David Buuck, a close friend of Kemp’s, kept the night rolling with a performance of “The Jhoke” section in The Shunt, a piece built from puns on the venerable “man walks into a bar” routine, which he launched by literally walking into the bar, shuffling down its edges, exiting, re-entering, draping himself on a barstool, dropping to the floor, and finally crawling his way back to the mike, keeping up all the while a stuttery patter that circled around poetry and citizenry in wartime. After that, he asked an audience member to shuffle a set of paragraphs containing sections of an autobiography centered on a relationship he had before he became a writer. I think it’s John Freccero who argues that Dante’s Commedia is the prototype for all autobiographies written since, where the person the life describes ends up converted into the author who’s currently describing it, so that the real subject of every autobiography is the progress that made possible the conditions of its own writing. Buuck’s piece cannily played off that assumption, using phrasal iterations and variations on fixed bits of syntax to tweak the usual “then I was, now I am” time sense the form usually imposes, shuttling the narrative fulcrum backwards and forwards across the sequence through a kind of architectonic horseplay designed to restrain “narrative theory” from topping “narrative practice.”

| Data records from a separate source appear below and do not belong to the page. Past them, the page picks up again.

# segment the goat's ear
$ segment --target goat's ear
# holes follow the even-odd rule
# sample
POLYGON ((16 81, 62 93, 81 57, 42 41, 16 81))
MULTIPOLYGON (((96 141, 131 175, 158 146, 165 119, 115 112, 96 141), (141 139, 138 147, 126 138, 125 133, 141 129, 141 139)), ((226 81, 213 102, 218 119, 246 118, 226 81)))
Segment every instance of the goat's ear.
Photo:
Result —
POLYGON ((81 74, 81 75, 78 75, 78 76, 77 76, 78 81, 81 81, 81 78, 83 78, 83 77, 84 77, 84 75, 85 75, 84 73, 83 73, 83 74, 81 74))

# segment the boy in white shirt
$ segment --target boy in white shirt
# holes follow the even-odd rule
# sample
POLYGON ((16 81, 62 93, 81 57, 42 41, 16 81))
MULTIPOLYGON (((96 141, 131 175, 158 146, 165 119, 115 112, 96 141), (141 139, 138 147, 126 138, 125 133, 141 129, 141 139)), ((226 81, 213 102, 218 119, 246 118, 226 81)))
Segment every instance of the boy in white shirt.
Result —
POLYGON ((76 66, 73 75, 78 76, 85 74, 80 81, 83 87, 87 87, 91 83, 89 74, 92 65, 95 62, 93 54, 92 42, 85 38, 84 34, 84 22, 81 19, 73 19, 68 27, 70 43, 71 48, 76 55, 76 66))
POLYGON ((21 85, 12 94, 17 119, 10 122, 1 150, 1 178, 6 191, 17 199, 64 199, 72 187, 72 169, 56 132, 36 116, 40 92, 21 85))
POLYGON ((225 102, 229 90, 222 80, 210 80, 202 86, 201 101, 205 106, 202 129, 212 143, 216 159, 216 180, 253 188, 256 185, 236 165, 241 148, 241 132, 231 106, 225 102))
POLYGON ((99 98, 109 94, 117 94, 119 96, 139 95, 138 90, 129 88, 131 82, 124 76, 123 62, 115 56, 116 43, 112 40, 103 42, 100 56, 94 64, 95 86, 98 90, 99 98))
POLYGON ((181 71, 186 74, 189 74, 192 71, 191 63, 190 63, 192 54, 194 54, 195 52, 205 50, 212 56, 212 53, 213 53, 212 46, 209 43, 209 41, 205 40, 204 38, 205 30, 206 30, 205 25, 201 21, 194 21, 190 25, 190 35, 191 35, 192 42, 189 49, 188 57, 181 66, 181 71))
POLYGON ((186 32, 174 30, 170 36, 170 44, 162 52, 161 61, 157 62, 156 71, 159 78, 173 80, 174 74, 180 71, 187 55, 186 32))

Buuck’s reading had lovers bridled like horses, and Kemp’s a rabid squid nailed to someone’s face, so the night also helped firm up my feeling that the conjunction between sex, animality, and violence is somehow the secret engine behind contemporary poetry, at least the part of it I feel like writing about in abbreviated posts like these.
Monday, April 12, 2010
R (Romeo)
I wrote a short piece about Weiner’s Code Poems, with a brief reference to the play, for the last Orono conference. Another Orono paper, one of my favorites, was Rob Halpern’s on Bob Perelman and Bruce Boone, “Restoring China.” It’s up in an expanded version at the Bob Perelman Feature (“300 printed pages”!) Kristen Gallagher just edited for Jacket.
Following all the links in this post will consume an estimated 4.5 hours of office job.